Unfortunately, the knock on effect is that the whole of my spine is unstable without support lower down 😁
I think this sleeplessness and pain are the result of frustration, so first you should have to control all of your frustration to resolve other problems.
Thank you taking the time to reply and offer your view - much appreciated
Maybe a little about me which is wider than the medical stuff on my profile COS We're more than our conditions - aren't we folks??!!
I'm a counsellor and I'm well and truly 'theraped' and really do feel that I've reached a place of acceptance of this is what I live with and it won't kill me ( unless I let it ) I've worked through ( and still continue to) the grieving process of all we lose in our lives as a result of the diagnosis the pain and the limitations.
There's a wonderful quote by a really well known theorist in the counselling world who says ' What we resist, persists (Carl Jung)
I know that when I was fighting my condition, I was never going to win but more to the point the energy to fight was draining all the little resources I had.
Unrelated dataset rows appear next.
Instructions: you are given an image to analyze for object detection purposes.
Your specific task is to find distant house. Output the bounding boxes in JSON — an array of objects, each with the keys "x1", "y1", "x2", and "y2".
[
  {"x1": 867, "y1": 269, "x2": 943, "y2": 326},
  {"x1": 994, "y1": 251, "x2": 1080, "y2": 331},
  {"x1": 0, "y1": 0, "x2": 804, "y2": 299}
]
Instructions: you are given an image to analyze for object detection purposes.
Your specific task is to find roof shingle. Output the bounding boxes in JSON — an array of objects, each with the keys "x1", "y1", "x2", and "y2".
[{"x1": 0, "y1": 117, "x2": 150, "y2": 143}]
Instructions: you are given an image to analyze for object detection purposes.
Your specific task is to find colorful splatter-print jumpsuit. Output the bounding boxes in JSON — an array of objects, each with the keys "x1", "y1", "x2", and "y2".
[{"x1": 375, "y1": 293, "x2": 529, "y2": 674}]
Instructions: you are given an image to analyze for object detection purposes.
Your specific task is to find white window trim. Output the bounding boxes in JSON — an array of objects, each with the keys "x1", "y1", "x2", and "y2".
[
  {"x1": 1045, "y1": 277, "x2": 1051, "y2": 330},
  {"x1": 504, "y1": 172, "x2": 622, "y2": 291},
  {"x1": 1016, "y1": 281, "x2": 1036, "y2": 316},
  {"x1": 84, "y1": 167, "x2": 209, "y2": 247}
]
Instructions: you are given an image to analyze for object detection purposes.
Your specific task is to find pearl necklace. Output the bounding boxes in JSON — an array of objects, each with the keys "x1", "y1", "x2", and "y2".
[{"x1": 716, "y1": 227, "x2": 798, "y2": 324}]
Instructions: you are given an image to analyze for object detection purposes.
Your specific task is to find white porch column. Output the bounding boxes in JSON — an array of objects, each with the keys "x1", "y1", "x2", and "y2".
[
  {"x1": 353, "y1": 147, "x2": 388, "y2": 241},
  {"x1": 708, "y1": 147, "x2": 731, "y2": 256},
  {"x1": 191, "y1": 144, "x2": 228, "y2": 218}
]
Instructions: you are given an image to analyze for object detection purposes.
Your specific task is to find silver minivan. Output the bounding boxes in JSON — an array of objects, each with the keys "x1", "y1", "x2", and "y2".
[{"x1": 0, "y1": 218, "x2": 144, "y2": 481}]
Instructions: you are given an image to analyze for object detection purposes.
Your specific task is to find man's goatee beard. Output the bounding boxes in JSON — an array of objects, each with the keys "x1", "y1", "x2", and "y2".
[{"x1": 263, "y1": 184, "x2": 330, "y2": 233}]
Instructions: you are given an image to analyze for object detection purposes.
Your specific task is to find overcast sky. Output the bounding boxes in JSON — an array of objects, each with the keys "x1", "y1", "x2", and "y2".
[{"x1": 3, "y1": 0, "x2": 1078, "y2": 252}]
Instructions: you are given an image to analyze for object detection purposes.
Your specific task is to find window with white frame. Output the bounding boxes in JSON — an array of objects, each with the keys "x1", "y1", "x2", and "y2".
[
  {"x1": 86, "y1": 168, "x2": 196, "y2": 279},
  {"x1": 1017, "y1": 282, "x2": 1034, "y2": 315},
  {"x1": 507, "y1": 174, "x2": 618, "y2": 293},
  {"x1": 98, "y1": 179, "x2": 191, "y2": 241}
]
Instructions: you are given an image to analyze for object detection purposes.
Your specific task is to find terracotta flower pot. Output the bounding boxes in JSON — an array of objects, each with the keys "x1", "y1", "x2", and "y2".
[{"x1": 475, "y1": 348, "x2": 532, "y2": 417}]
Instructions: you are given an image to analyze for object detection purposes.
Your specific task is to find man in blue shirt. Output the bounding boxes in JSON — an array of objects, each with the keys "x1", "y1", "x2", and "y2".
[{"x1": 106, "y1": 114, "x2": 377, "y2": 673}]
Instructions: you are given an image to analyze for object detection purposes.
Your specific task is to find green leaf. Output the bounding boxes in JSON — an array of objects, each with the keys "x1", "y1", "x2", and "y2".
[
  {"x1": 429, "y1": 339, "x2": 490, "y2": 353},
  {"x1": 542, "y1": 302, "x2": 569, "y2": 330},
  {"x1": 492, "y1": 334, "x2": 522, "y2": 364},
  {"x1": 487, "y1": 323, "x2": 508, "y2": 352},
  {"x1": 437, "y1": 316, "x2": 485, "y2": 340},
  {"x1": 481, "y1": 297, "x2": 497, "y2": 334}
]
Additionally, the fight, of course, left me doing things that my body just cannot and should not be doing.
Nowadays that acceptance leaves me with more resources to do the things that I know support me and are feeling meaningful. So, I'm able to do far less counselling work that I was or would like to. But I'm still retaining that part of me which is 'Shirley' and by pacing and doing much less I can still do some and rejoice in just how much I love my work and the depth of meaning it gives my life.
Mindfulness is a big part of my armoury to manage both the pain and the acceptance of where I'm at.
So, if it isn't frustration that keeps me awake - and it isn't, then that leaves me with what I know. Pain, especially when acute as it has been through this flare is what steals my sleep. Being in this process for 42 years, I am, unfortunately tolerant to many pain relieving medications but I still take a range of the usual culprits, with the jolly old side effects they come with - much the same as most of us on here.
So thank you again for taking the time to reply. Your comment did prompt me to check out further with myself whether what you suggested may be so and I'm confident that it's not frustration - just straightforward off the scale pain.